MYOEPITHELIAL ONTOGENY IN PREPUBERTAL HEIFERS
Animal Genomics and Improvement Laboratory
2010 Annual Report
1a.Objectives (from AD-416)
Our proposed experiments are designed to evaluate the impact of myoepithelial cells in prepubertal bovine mammogenesis and investigate ovariectomy-induced changes in gene expression that lead to myoepithelial differentiation. The project has two primary objectives. Objective 1 is to investigate the ontogeny of myoepithelial cells in the prepubertal bovine mammary gland. This will include (a) developing validated protocols for a panel of immunohistochemically defined markers of myoepithelial cells in bovine mammary tissues; (b) performing an analysis of myoepithelial differentiation in archived samples of prepubertal bovine mammary parenchyma and (c) investigating the ontogeny of myoepithelial cells between birth and 42d of age. Objective 2 is to test whether ovariectomy during the early postnatal development window alters the expression of genes involved in myoepithelial cell differentiation in the prepubertal bovine mammary gland.
1b.Approach (from AD-416)
Our proposed experiments are designed to evaluate the impact of myoepithelial cells in prepubertal bovine mammogenesis and investigate ovariectomy-induced changes in gene expression that lead to myoepithelial differentiation. Co-localization studies will allow us to delineate stages of differentiation through myoepithelial ontogeny. Analysis of myoepithelial differentiation and ontogeny in archived tissue samples will yield insight into physiologic regulation of myoepithelial differentiation, and analysis of myoepithelial ontogeny from birth to 42d of age will fill a substantial knowledge gap related to peri-natal bovine mammary development. Finally, we will use laser microdissection and microarrays to assay changes in gene expression that underlie the observed effect of ovariectomy on myoepithelial differentiation. Data from these studies will provide new insights into mechanisms that control mammogenesis in prepubertal heifers and therefore aid in efforts to develop therapies to improve mammary development and milk production. Additionally, knowledge of cell lineage and mammary gland development is key for future studies designed to promote repair of mammary tissue that has been damaged by mastitis.

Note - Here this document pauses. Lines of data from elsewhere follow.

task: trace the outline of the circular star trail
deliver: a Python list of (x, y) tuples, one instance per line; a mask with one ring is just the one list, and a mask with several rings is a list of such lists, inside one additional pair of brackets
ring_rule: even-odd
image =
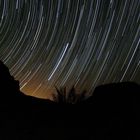
[(0, 0), (0, 59), (26, 94), (140, 83), (139, 0)]

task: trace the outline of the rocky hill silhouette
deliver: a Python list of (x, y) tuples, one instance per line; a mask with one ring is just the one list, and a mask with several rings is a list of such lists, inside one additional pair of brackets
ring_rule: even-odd
[[(133, 82), (98, 86), (94, 91), (98, 127), (112, 139), (139, 139), (140, 86)], [(102, 132), (101, 132), (102, 133)], [(104, 137), (102, 137), (103, 139)]]
[(140, 139), (139, 111), (137, 83), (101, 85), (86, 100), (56, 103), (22, 93), (0, 61), (1, 140)]

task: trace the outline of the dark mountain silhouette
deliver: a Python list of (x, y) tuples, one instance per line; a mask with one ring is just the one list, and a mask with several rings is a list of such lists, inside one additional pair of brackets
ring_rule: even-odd
[[(19, 81), (15, 80), (14, 77), (10, 75), (8, 68), (2, 62), (0, 62), (0, 92), (2, 92), (0, 100), (1, 104), (3, 105), (10, 104), (11, 106), (15, 105), (16, 103), (19, 103), (19, 105), (22, 105), (22, 103), (24, 103), (24, 106), (26, 106), (26, 104), (54, 104), (54, 102), (50, 100), (38, 99), (22, 93), (20, 91)], [(16, 108), (18, 109), (18, 106)]]
[(80, 102), (79, 96), (77, 103), (74, 88), (68, 102), (58, 93), (57, 103), (25, 95), (0, 61), (0, 139), (140, 139), (137, 83), (101, 85), (88, 99)]
[(0, 62), (0, 139), (87, 138), (88, 128), (81, 127), (76, 112), (73, 106), (25, 95)]

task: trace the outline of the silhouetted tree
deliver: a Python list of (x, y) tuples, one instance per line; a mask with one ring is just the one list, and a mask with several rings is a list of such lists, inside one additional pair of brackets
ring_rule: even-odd
[(66, 90), (66, 87), (58, 88), (55, 86), (55, 89), (57, 91), (57, 95), (53, 94), (53, 99), (58, 103), (75, 104), (84, 100), (86, 97), (86, 90), (78, 94), (76, 93), (76, 89), (74, 86), (72, 86), (72, 88), (70, 88), (68, 92)]

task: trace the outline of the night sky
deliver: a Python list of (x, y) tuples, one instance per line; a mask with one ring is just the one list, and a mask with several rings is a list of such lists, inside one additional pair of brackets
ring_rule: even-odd
[(140, 0), (0, 0), (0, 60), (26, 94), (140, 83)]

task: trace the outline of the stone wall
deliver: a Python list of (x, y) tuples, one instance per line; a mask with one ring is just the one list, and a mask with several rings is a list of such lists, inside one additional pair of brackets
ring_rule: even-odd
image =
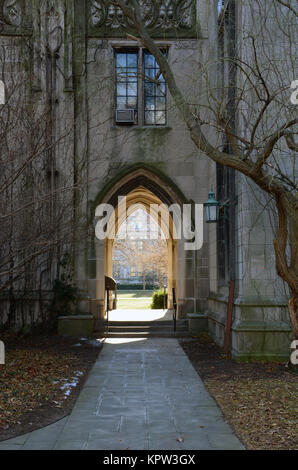
[[(196, 8), (189, 1), (180, 2), (180, 9), (173, 13), (166, 8), (166, 2), (160, 2), (163, 16), (159, 12), (155, 22), (150, 20), (150, 12), (157, 8), (157, 2), (146, 2), (149, 10), (143, 11), (157, 44), (167, 49), (177, 83), (194, 112), (196, 103), (207, 104), (202, 64), (214, 63), (211, 80), (216, 84), (218, 53), (217, 2), (195, 3)], [(270, 6), (270, 2), (265, 3), (266, 8)], [(84, 232), (75, 244), (74, 280), (84, 290), (89, 287), (94, 298), (94, 281), (98, 276), (103, 278), (106, 263), (104, 247), (99, 250), (94, 241), (95, 208), (107, 188), (120, 184), (122, 178), (138, 169), (151, 174), (152, 180), (158, 176), (165, 190), (176, 191), (177, 199), (202, 204), (210, 187), (216, 187), (216, 166), (191, 141), (169, 95), (166, 126), (116, 125), (114, 53), (121, 47), (141, 47), (126, 36), (126, 27), (131, 33), (133, 30), (118, 10), (106, 8), (102, 1), (16, 0), (14, 8), (12, 2), (0, 5), (0, 54), (4, 53), (1, 73), (4, 80), (10, 69), (24, 75), (24, 96), (32, 109), (42, 114), (50, 105), (48, 134), (57, 142), (52, 162), (64, 186), (76, 188), (69, 210), (74, 224), (83, 227)], [(245, 2), (238, 2), (238, 6), (238, 20), (244, 31), (250, 16)], [(274, 16), (270, 14), (274, 31)], [(271, 51), (277, 42), (275, 38), (268, 45)], [(239, 47), (243, 47), (240, 39)], [(281, 57), (283, 53), (281, 49)], [(243, 49), (243, 57), (250, 56), (251, 50)], [(246, 129), (250, 118), (249, 113), (245, 118), (244, 114), (238, 116), (240, 130)], [(210, 113), (202, 115), (208, 122)], [(206, 135), (215, 145), (222, 144), (212, 126), (206, 126)], [(280, 152), (283, 156), (282, 149)], [(286, 158), (281, 160), (285, 171), (293, 170)], [(283, 359), (289, 352), (288, 292), (275, 271), (274, 213), (264, 211), (268, 200), (239, 175), (236, 194), (232, 354), (240, 360)], [(204, 224), (201, 250), (185, 252), (181, 245), (177, 247), (174, 275), (179, 285), (181, 316), (208, 311), (209, 332), (222, 344), (228, 284), (219, 283), (217, 255), (216, 226)], [(51, 276), (49, 272), (48, 282)], [(6, 303), (3, 311), (8, 308)], [(24, 307), (29, 312), (25, 317), (35, 321), (38, 308), (37, 303)]]

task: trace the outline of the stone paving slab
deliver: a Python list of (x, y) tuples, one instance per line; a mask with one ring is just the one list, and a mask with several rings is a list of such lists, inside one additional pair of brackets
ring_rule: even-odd
[(0, 450), (244, 449), (175, 338), (109, 339), (72, 413)]

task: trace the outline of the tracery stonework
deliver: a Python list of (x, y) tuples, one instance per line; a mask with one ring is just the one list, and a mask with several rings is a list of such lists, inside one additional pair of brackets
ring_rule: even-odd
[[(188, 33), (195, 26), (194, 0), (139, 0), (143, 21), (151, 33)], [(90, 28), (121, 36), (132, 30), (132, 22), (109, 0), (90, 0)]]
[(0, 27), (1, 27), (1, 24), (6, 24), (9, 26), (20, 26), (21, 23), (22, 23), (21, 2), (19, 0), (4, 0), (2, 2), (2, 9), (0, 8)]

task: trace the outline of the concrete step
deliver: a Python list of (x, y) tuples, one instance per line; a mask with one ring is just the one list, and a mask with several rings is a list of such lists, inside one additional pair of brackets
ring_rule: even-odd
[[(119, 338), (121, 337), (126, 337), (126, 336), (167, 336), (167, 335), (172, 335), (174, 330), (167, 330), (167, 331), (113, 331), (109, 330), (108, 334), (113, 335), (113, 336), (118, 336)], [(188, 335), (188, 331), (186, 330), (176, 330), (175, 334), (178, 335)]]
[[(177, 320), (177, 326), (184, 326), (188, 328), (188, 320)], [(110, 326), (163, 326), (163, 327), (172, 327), (173, 321), (109, 321)]]
[(176, 332), (172, 320), (154, 321), (110, 321), (108, 338), (146, 338), (146, 337), (189, 336), (188, 320), (177, 320)]
[(187, 320), (177, 320), (176, 332), (173, 321), (111, 321), (108, 338), (172, 338), (190, 336)]
[(183, 337), (188, 337), (191, 336), (191, 333), (189, 331), (132, 331), (132, 332), (113, 332), (109, 331), (108, 334), (106, 335), (107, 338), (183, 338)]
[[(173, 330), (174, 326), (138, 326), (138, 325), (131, 325), (131, 326), (114, 326), (109, 325), (109, 330), (111, 331), (169, 331)], [(179, 331), (188, 331), (187, 326), (177, 325), (176, 327)]]

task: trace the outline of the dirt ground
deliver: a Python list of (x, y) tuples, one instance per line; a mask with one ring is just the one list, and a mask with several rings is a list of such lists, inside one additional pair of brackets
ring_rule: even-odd
[(68, 415), (102, 346), (53, 334), (0, 332), (0, 340), (6, 353), (0, 365), (0, 441)]
[(298, 448), (297, 369), (237, 363), (207, 335), (181, 346), (247, 449)]

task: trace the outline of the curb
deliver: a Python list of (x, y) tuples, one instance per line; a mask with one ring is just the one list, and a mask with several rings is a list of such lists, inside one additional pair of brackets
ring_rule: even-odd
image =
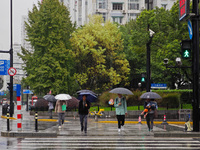
[(1, 136), (3, 137), (20, 137), (20, 138), (25, 138), (25, 137), (38, 137), (38, 138), (43, 138), (43, 137), (57, 137), (57, 133), (44, 133), (44, 132), (1, 132)]
[(200, 137), (200, 134), (199, 132), (154, 132), (154, 137), (194, 138), (194, 137)]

The project was initiated in September 2009. A postdoctoral fellow was hired by the PI at Clemson University and immunohistochemical methods have been established. A contract was finalized by Clemson for the purchase of microarrays to be used for surveying changes in gene expression on a global level. Embedded and frozen tissues will be sent to Beltsville for sectioning and laser microdissection in September 2010. Monitoring activities associated with this project include frequent (~monthly) telephone and email exchanges to coordinate and monitor activities at the multiple sites, and annual updates presented to NIFA-APHIS NPS at the ADSA/ASAS National Meeting and submission of an annual progress report to NIFA-NRI.